NEW YORK (TheStreet) -- It's clear enough that high-frequency trading affects professional traders and sophisticated market participants by obfuscating order flows and increasing short-term price instability.
We wrote an article geared toward the active trader last year and look at a different side of the story in this one.
Though the discussion about high-frequency trading is old news in the financial world, Michael Lewis' new book, Flash Boys: A Wall Street Revolt, has brought the discussion into the public eye over the last few days.
The broader and different audience now exposed to the issue demands we ask broader and different kinds of questions: How does high-frequency trading really affect individual investors and what is its macroeconomic impact?
We identify at least four ways that high-frequency trading affects investors and the economy.
1. Erodes Investor Confidence
Lewis' book portrays high-frequency traders as ruthless financial predators operating on the fringes of the law. Their activities, illegal in the spirit if not the letter of the law, are obscured within the microsecond gaps beyond regulators' reach, stealthily separating investors from their money a few pennies at a time.
The narrative is hyperbolic, but it's hard to argue with the fundamental point: the traders do seem to engage in practices that look very much like front-running, the computer systems used in high-frequency trading probe the markets using techniques that are, at the very least, rather gamey. The very heart of the systems' competitive advantage is their ability to exploit market information a fraction of a second before it becomes widely available in violation of the spirit of the law.

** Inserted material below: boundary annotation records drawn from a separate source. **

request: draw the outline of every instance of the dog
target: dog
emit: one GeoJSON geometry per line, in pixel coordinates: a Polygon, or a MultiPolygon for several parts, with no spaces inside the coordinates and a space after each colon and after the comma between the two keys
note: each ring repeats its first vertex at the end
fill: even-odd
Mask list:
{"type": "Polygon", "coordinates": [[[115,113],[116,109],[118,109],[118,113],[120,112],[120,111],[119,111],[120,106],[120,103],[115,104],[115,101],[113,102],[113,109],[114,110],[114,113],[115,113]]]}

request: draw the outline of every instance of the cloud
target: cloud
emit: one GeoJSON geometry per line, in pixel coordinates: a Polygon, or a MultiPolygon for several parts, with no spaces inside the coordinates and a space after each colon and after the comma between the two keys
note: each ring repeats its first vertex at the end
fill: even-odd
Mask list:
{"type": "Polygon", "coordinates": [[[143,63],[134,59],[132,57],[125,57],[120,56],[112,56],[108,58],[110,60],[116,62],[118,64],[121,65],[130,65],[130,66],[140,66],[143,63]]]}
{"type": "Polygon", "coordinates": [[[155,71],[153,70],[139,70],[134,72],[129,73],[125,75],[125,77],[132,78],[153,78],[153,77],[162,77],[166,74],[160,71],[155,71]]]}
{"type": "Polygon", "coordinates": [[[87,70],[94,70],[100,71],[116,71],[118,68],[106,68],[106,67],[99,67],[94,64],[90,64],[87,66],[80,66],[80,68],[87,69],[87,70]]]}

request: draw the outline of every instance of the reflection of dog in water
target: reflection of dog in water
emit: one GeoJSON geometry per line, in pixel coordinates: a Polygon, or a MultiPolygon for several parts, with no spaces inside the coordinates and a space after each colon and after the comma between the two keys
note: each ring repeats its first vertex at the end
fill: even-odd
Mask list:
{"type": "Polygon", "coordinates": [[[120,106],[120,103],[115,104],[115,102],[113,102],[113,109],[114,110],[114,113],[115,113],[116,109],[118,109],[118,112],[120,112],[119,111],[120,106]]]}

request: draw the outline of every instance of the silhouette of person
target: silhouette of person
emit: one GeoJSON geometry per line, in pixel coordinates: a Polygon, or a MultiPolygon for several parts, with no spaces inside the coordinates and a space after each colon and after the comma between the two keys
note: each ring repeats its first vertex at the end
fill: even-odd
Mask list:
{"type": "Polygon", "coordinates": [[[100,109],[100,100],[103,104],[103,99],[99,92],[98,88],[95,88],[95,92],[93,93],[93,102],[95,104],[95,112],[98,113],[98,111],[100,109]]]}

Even if you disagree entirely, the perception of impropriety and reduced transparency is itself a reason to worry. Because high-frequency trading now comprises a large portion of trading volume on major exchanges, anyone who that doesn't trust it also doesn't trust the exchanges.
The inherent opacity of an operation that floods the markets with millions of convoluted orders per second makes it ripe for abuse, and necessarily breeds mistrust. Because investor confidence affects macroeconomic behavior in profound ways, a widespread belief -- whether founded or not -- that abuses are occurring is a massive problem in and of itself.
2. Increases Cost of Capital
A 2012 analysis by Credit Suisse shows that "real" U.S. equity volume -- that is, not high-frequency trading -- may have hit its lowest point since 1999.
The inflated volume the high-speed traders generate doesn't reflect a genuine demand for equities and doesn't make up for the loss of real investor activity.
While the drop in real volume is not entirely related to high-frequency trading, it's hard to imagine that it doesn't play at least some role. After the experience of the IPOs of Facebook (FB) and BATS Global Markets (BATS), companies looking to raise money and their investors are right to be worried about exchanges.
So should anyone, other than traders, worry when exchange volumes drop? Yes, the effects are broad and affect the economy at large. When investors are hesitant to put money into the stock market, the lower demand for equities drives up the cost of raising capital and slows down investment activity overall.